Embracing this new fabric and making use of its lightness, weatherproofing and durability, Michael Kors has crafted bomber jackets and leggings, Michael Bastian has turned to it for outerwear and a firm fashion nod was given to it when, Carine Roitfeld favourite, Joseph Altuzarra used it in coats and bodycon dresses. Even fashion giants Armani have chosen it for lines of wallets and bags.
The development of the fabric also has an ethical force championing it. PETA’s ‘I’d rather go naked’ ads which launched in 1991 and their 2005 ‘Ink, not mink’ campaign have had a serious impact on how fashion and consumers view fur – with sales slumping to historic lows. Until recently the use of leather had remained relatively unquestioned, but there are now a few designers who openly put ethical issues at the forefront of their brands and refuse to use real animal hide.

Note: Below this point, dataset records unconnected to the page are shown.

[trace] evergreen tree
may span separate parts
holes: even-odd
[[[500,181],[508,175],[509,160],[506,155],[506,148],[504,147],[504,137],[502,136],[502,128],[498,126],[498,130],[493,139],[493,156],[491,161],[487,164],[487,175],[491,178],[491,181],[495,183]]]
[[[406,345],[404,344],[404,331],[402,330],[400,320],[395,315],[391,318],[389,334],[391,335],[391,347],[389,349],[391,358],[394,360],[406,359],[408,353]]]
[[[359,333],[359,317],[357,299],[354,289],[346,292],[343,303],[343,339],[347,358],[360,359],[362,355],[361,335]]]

One of the most prominent is fully-fledged vegan Stella McCartney who has based her brand entirely on cruelty-free materials.This season her Falabella quilted tote made with recycled plastic bottles is in serious demand and her Spring ’15 collection is bursting with punkily hued polyurethane blend shoppers and clutches. Emerging boutiques like Deux Lux and Cri de Coeur are also making style forward, ethically sourced faux leather products and last year vegan fashionistas rejoiced when fellow herbivore Anne Hathaway stalked the red carpet at the Les Mis premier in a pair of shiny vegan leather bondage boots – custom made for her by Tom Ford. Even current street style favourite Dr Martens have released vegan versions of their iconic boots.

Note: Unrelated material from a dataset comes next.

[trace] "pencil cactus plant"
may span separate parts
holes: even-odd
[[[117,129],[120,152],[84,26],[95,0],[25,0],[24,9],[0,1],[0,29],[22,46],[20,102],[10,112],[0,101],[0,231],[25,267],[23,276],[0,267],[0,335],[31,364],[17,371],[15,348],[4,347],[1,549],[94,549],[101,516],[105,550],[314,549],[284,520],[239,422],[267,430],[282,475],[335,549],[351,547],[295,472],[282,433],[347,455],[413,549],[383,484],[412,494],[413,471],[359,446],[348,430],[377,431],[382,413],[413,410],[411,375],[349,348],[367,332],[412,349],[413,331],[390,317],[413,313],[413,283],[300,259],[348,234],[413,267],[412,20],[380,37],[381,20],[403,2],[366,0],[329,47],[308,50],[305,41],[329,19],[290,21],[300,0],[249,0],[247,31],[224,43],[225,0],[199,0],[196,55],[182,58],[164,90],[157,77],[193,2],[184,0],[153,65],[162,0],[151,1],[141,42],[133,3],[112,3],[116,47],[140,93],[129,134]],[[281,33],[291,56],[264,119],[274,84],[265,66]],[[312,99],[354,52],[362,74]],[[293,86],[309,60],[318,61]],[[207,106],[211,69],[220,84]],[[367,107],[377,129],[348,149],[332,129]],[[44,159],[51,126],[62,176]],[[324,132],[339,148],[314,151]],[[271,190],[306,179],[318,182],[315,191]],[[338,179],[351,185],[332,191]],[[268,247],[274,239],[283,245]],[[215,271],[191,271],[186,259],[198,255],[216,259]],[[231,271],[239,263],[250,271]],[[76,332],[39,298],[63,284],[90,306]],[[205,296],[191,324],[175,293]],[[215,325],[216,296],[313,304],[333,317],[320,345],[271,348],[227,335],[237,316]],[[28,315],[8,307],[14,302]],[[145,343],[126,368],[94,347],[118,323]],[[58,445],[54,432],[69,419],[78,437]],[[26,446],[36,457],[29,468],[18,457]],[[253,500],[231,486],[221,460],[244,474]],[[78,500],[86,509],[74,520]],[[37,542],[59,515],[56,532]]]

Fashion, however, doesn’t seem to be comfortable using the term ‘vegan leather’. The hint of moral superiority the name carries is rather off-putting and even Stella McCartney side-steps using it for her products. Other monikers like ‘faux leather’ and ‘leatherette’ suggest there is something fake about the product, so we’re back to calling it pleather.
With the new developments in the fabric and fashion superstars behind it, pleather is being released from the stigma of its past. We can stand proud in our pleather boots, safe in the knowledge we are more fashion forward, ethical and even comfortable than those wearing common leather.
Whatever the name and whatever the driving forces behind fashion’s new appropriation of pleather it is opening up new, exciting design possibilities as well as making high-end fashion accessible to those who choose not to wear animal products. Meaning we no longer have to have style defined by ethics. A vegan no longer has to dress like a vegan and pleather is no longer a dirty word in fashion.